There were numerous new members sworn into the legislature following last year’s general election, and President Simpson and Speaker Sprowls were officially sworn into their leadership positions for the next two years. While other parts of the country flipped to blue during the 2020 general election, Florida essentially went from red to redder. Florida Senate Republicans flipped one seat from blue to red, Florida House Republicans flipped five seats, and even two of Florida’s 27 congressional seats were flipped from blue to red (in addition to three open Congressional seats being secured by Republican candidates). This Republican stronghold is already evident this session, with proposals filed to implement or expand conservative policies like liability protections for businesses and hospitals, and school choice programs, among others.
It is generally more common to see sweeping policy measures passed in a non-election year. Policy changes may be even more prevalent than usual this year, given the budget constraints and economic downturn resulting from the pandemic.
Governor Ron DeSantis has worked tirelessly for Florida throughout his time in office – and has emerged as a strong leader for the state. The Governor released his budget recommendations to the legislature last month. Considering that a record $1 billion was vetoed from the 2020-2021 state budget after session wrapped up last year, it was surprising to see the Governor’s recommendations totaling $96.6 billion – $5 billion more than his recommendations last year and over $4 billion more than the final budget signed into law after last year’s lengthy veto list.
This session, the Governor is making a strong push for substantive changes to state laws relating to big technology companies, as well continuing efforts to stave off foreign influence and espionage in Florida organizations. The Governor, along with Speaker Sprowls, is pushing a proposal to combat efforts by China and other countries to steal intellectual property from U.S. businesses and education institutions. The legislation would implement stricter vetting procedures and increase safeguards against foreign influence.

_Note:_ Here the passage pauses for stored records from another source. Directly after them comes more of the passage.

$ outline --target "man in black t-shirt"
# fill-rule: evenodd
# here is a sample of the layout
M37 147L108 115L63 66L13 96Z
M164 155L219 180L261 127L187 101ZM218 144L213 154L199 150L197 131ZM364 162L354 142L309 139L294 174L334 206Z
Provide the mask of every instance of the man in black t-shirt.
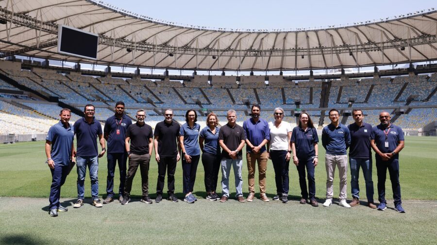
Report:
M153 148L151 127L144 123L146 112L143 109L136 112L136 123L130 126L126 132L125 146L129 158L129 168L124 184L124 193L121 204L127 204L131 200L131 190L135 173L140 167L141 173L141 189L143 198L141 201L150 204L149 197L149 164ZM129 145L129 141L131 145Z
M162 200L162 192L167 168L168 199L173 202L177 202L178 198L174 196L174 172L176 163L181 158L177 142L181 126L173 121L172 110L166 110L165 114L165 119L156 124L153 133L155 136L155 159L158 163L158 182L156 184L155 202L160 202Z

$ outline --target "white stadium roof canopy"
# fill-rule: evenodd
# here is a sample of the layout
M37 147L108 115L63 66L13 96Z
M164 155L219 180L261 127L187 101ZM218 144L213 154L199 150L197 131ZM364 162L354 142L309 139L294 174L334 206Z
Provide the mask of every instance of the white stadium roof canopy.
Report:
M349 26L268 31L181 26L92 0L3 0L0 5L0 57L19 54L101 65L239 71L437 59L434 8ZM58 24L98 33L97 60L57 53Z

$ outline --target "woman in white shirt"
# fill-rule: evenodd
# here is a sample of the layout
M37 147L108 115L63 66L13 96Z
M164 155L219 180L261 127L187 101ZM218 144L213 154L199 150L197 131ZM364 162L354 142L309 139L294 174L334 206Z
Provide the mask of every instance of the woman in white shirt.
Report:
M275 109L274 122L269 123L270 128L270 142L267 145L268 157L271 159L275 170L277 195L273 200L282 202L288 202L288 164L290 162L291 149L289 142L291 138L291 126L289 123L283 121L284 109Z

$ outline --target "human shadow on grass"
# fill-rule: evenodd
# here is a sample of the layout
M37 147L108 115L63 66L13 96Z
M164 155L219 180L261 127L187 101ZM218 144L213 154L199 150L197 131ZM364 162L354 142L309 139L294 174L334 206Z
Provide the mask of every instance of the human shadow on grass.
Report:
M71 199L70 200L65 200L61 202L61 206L62 206L62 207L64 207L64 208L70 208L70 207L72 208L73 204L76 202L76 201L77 200L77 199ZM50 210L49 209L49 205L47 205L45 207L43 207L41 209L43 211L45 211L46 212L48 212L49 211L50 211Z

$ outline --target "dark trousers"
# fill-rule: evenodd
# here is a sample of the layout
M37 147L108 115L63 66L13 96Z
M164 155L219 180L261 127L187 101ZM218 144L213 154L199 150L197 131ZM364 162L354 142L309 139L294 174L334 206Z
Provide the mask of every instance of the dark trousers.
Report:
M143 197L149 196L149 167L150 162L150 155L136 155L132 153L129 159L129 168L128 169L127 175L126 177L126 182L124 184L124 194L125 196L130 196L131 190L132 189L132 181L135 177L135 173L140 167L140 172L141 173L141 190L143 192Z
M386 203L386 179L387 169L390 175L391 181L391 189L393 190L393 199L395 204L402 203L401 200L401 184L399 183L399 160L393 159L390 161L382 161L376 158L376 171L378 173L378 195L380 203Z
M196 181L196 173L197 172L197 165L200 155L190 156L191 162L188 163L185 158L182 158L182 173L184 175L184 194L193 192L194 182Z
M124 182L126 181L126 163L127 154L108 153L108 176L106 177L106 195L108 196L114 196L114 176L115 166L118 163L120 171L120 185L118 186L118 195L122 196L124 190Z
M299 165L296 166L299 174L299 185L301 186L301 196L302 198L310 199L316 198L316 180L314 178L314 164L313 159L298 159ZM306 180L305 179L305 167L306 167L306 174L308 178L308 191L306 189Z
M174 193L174 172L176 171L176 156L160 156L158 163L158 182L156 183L156 194L162 195L167 171L168 193ZM168 169L167 169L168 168Z
M50 204L49 208L52 209L58 209L60 204L59 198L61 196L61 187L65 182L68 173L68 164L66 166L56 163L54 168L50 169L51 172L51 186L50 187L50 196L49 197L49 202Z
M218 180L218 171L221 155L203 152L202 154L202 164L205 170L205 189L206 192L215 192Z
M276 193L278 195L288 194L288 166L289 161L286 161L286 150L270 151L270 158L275 170Z

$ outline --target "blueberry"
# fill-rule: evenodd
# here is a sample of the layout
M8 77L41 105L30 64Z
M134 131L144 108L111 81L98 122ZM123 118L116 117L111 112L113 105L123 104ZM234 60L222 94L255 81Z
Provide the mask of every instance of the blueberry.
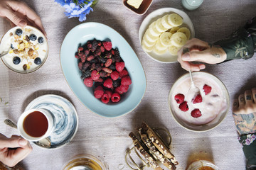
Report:
M42 38L42 37L38 38L38 43L40 43L40 44L43 43L43 38Z
M31 40L31 41L36 40L36 35L34 34L31 34L31 35L29 35L29 40Z
M21 35L22 34L22 30L21 29L16 29L15 33L17 35Z
M15 57L13 59L13 62L14 64L18 64L21 62L21 58L18 57Z
M37 57L37 58L35 59L34 63L35 63L36 64L37 64L37 65L39 65L40 64L42 63L42 61L41 60L41 58Z

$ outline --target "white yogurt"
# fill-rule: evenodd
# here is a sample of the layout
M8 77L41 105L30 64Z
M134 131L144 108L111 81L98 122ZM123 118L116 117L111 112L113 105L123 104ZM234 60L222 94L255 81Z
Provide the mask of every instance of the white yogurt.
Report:
M175 112L176 115L182 121L188 124L196 125L207 124L214 120L219 114L225 112L228 108L227 99L223 94L221 87L212 79L196 74L193 76L195 86L200 89L200 94L202 96L203 101L199 103L193 103L188 99L188 90L191 86L191 81L188 76L178 82L176 87L173 89L171 96L171 107ZM205 84L211 86L210 93L206 95L203 89ZM185 96L185 101L187 101L188 110L184 112L178 108L179 104L176 103L174 96L178 94L182 94ZM191 116L191 111L198 108L202 115L198 118Z
M22 34L17 35L17 29L22 30ZM28 37L34 34L36 36L35 41L26 40L26 35ZM43 38L43 42L39 43L38 38ZM46 37L37 28L26 26L24 28L15 27L9 30L3 37L0 45L0 52L4 52L10 50L12 45L13 49L9 54L1 57L4 63L11 69L19 73L28 73L33 72L41 67L46 60L48 52L48 46ZM23 49L22 45L24 45ZM31 50L30 55L28 51ZM18 57L21 62L18 64L14 63L14 58ZM41 62L35 63L35 59L39 57ZM38 59L37 59L38 60ZM24 67L26 65L26 67ZM26 67L25 69L24 67Z

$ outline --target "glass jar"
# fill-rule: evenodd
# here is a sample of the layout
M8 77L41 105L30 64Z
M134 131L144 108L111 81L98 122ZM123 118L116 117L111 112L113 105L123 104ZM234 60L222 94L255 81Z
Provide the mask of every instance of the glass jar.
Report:
M198 8L203 2L203 0L181 0L183 6L188 10Z
M107 170L100 160L90 154L80 154L70 160L63 170Z

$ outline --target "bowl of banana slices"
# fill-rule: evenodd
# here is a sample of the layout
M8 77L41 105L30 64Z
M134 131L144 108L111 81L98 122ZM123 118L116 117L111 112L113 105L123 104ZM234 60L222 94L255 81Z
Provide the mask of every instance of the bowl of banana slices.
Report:
M195 37L191 20L183 11L163 8L149 13L142 21L139 38L143 50L153 60L177 62L177 52Z

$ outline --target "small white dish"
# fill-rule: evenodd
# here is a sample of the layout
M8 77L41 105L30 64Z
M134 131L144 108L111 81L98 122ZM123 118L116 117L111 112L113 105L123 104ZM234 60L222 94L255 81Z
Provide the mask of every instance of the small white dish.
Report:
M174 8L163 8L151 12L142 21L139 30L139 43L141 44L143 35L151 23L156 21L158 18L160 18L166 14L171 14L173 13L176 13L183 18L183 23L180 27L186 27L189 28L191 34L190 39L195 38L195 30L192 21L185 12ZM177 56L171 55L169 52L166 52L161 55L159 55L153 51L150 52L145 52L151 58L159 62L171 63L177 62Z

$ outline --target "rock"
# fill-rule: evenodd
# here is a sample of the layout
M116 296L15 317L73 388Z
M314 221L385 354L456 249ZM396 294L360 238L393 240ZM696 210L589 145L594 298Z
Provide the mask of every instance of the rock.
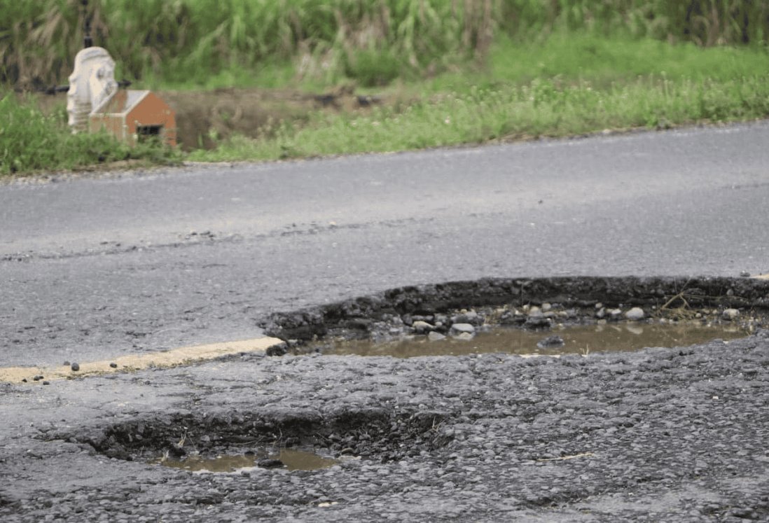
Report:
M475 311L468 311L467 312L460 312L458 315L451 316L451 322L469 323L474 325L479 325L483 323L483 318Z
M283 466L283 461L279 459L265 458L265 459L260 459L256 462L256 465L257 466L262 467L264 468L277 468L278 467Z
M564 343L564 338L561 336L548 336L538 341L537 346L540 348L554 348L563 347Z
M417 334L424 334L425 332L431 332L434 331L435 327L431 325L427 321L418 320L411 324L411 328L413 328Z
M641 307L634 307L631 310L625 312L625 318L632 321L638 321L638 320L644 319L644 309Z
M452 333L462 333L465 332L468 334L472 334L475 331L475 328L473 327L469 323L454 323L451 325Z
M739 315L740 311L736 308L727 308L721 312L721 318L729 321L737 319L737 317Z
M541 311L538 316L529 316L524 324L524 327L527 328L547 328L550 327L550 319L545 318Z

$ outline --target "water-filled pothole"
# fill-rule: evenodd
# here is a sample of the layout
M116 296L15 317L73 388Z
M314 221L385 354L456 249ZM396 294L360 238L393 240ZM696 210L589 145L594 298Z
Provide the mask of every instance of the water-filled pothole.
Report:
M528 355L588 355L594 352L637 351L645 347L679 347L715 338L742 338L749 332L733 324L617 323L554 328L547 331L498 328L474 335L430 339L427 336L375 342L371 340L336 341L325 354L363 356L462 355L480 353Z
M188 455L171 458L166 454L150 462L191 472L233 472L252 467L314 471L333 467L339 463L339 460L310 451L281 448L273 452L247 451L243 454L220 454L215 456Z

The Governor has also come out strong against five large technology companies that censor user activity and content with, many believe, the intent to impact U.S. elections. This is in direct response to the 2020 presidential election, where sites like Facebook and Twitter censored various forms of news and media that were most often in support of Republican candidates and policies. The Governor, with the support of President Simpson and Speaker Sprowls, wants to allow states and individuals to sue these tech companies for their censorship policies. The five “tech giants” called out by state leaders are Facebook, Twitter, Google, Apple and Amazon.
Leaders are crafting legislation for consideration this session to impose regulations and restrictions on the tech companies, including allowing the Florida Elections Commission to levy substantial fines for censorship and suppression of candidate information. It’s possible this legislation will raise alarms with other large companies, outside of the aforementioned five, who will be looking to be held harmless.
Governor DeSantis and other state leaders are also supporting legislation to amend state election laws and place more regulations on vote-by-mail practices.
On the Senate side, recent activities and statements have indicated a shift in the upper chamber toward more conservative policies. In previous years, the House has been the staunchly conservative chamber, while the Senate is typically more in the middle on partisan issues. However, President Simpson has outlined a solidly conservative agenda, with proposals for expanding school choice and cracking down on certain election policies, as well as a willingness to consider placing limits on medical marijuana (a move blocked by the Senate in recent years). President Simpson has two major education priorities this session – one to overhaul Florida’s voucher programs, and the other to make substantive changes to the state’s Bright Futures scholarship program.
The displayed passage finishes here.